When you go through a life of trauma, there's no such thing as safety. You get so used to the danger that going without it is the most terrifying thing in the world. Your brain and body can't comprehend that there isn't a threat. Before I escaped my situation, I knew there was always danger. I was always prepared for it, I was used to it, and knew how to tell when and how I needed to react. Being scared is familiar. It's a crutch, almost. The fear keeps you alert and alive. But... when the source of that fear is gone, you're left with this horrible feeling that the danger hasn't passed - you just can't see where it's coming from or what shape it'll take.
It's numbing. But a weird numbness. You flip between that and deep periods of, 'Oh fuck oh god, all of that really happened and now I have to pick up the pieces and live with it'.
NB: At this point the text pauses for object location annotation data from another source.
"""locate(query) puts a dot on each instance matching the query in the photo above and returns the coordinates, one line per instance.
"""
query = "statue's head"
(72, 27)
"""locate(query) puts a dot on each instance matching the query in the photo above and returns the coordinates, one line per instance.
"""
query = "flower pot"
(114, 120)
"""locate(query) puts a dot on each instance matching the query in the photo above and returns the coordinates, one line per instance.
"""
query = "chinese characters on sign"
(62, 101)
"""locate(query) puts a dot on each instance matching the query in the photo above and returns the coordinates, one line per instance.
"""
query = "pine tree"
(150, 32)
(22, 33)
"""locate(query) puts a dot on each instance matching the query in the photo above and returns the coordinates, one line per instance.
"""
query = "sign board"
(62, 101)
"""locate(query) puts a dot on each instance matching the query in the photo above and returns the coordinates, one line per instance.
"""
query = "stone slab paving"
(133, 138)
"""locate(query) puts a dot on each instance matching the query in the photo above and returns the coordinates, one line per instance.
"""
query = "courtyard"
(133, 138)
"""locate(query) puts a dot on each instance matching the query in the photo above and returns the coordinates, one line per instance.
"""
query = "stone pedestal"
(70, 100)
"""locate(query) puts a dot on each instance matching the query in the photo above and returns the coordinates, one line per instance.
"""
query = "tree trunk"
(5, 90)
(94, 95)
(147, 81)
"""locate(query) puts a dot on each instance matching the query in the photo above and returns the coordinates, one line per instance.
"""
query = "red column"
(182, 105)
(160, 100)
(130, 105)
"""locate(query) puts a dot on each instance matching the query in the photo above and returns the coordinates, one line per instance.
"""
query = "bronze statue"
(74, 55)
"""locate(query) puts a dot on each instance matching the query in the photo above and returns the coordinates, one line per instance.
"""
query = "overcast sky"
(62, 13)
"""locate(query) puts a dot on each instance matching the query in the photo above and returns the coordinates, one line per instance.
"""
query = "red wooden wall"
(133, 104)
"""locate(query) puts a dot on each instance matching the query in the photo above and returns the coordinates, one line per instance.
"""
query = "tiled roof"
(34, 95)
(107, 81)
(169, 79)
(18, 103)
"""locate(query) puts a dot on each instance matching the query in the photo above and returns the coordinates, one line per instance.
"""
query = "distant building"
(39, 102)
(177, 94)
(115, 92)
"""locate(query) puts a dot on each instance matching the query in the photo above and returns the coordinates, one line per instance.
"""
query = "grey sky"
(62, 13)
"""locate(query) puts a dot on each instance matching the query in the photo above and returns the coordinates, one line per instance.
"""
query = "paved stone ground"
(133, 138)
Seeing someone else going through that, and being able to say the things I wish someone would tell me (and not even realize I needed to hear it until after) feels so good in the most aching way possible.
And the Cazador scene! There's one part at the start that hits so hard:
That last line is everything I wish I could say to my own parents. I was punished for everything. Anything I did was an excuse to hurt me, even something as simple as showing an emotion or reacting to the pain. But when I escaped it all, and my father tried to pull me back, he tried to frame it like he'd done it all for my own good. That I was the one at fault, and failed despite his best efforts to 'help' me.
I wish I had the courage to yell those words at him, instead of trying to keep peace and make myself meek. "Fuck you and fuck everything you've ever done to me". I feel that in my soul. I want to scream it at him until my lungs hurt and I can't breathe.
And his ending... He can't stay in the sun anymore. It hurts him. It'll affect him for the rest of his life. But he has someone who cares for him, who will stay with him despite that, who doesn't view it as a hindrance. I can't even describe how that makes me feel. I have wounds from what was done to me that will never truly heal, and until now I've always thought of it as a flaw that would make me unlovable. As odd as it is... Him not being able to go in the sun makes it an even happier ending for me? Yes, it hurts and it sucks. But... He's not alone. Part of him believes you'll leave him now that he's confined to the shadows. Proving him wrong feels like a final affirmation that, yes, you're really staying with him. It's real, and he won't be alone. Everything will be okay, despite the pain.
Anyways thanks for coming to my traumadump. I really wish Larian would give us more opportunities to hug Astarion.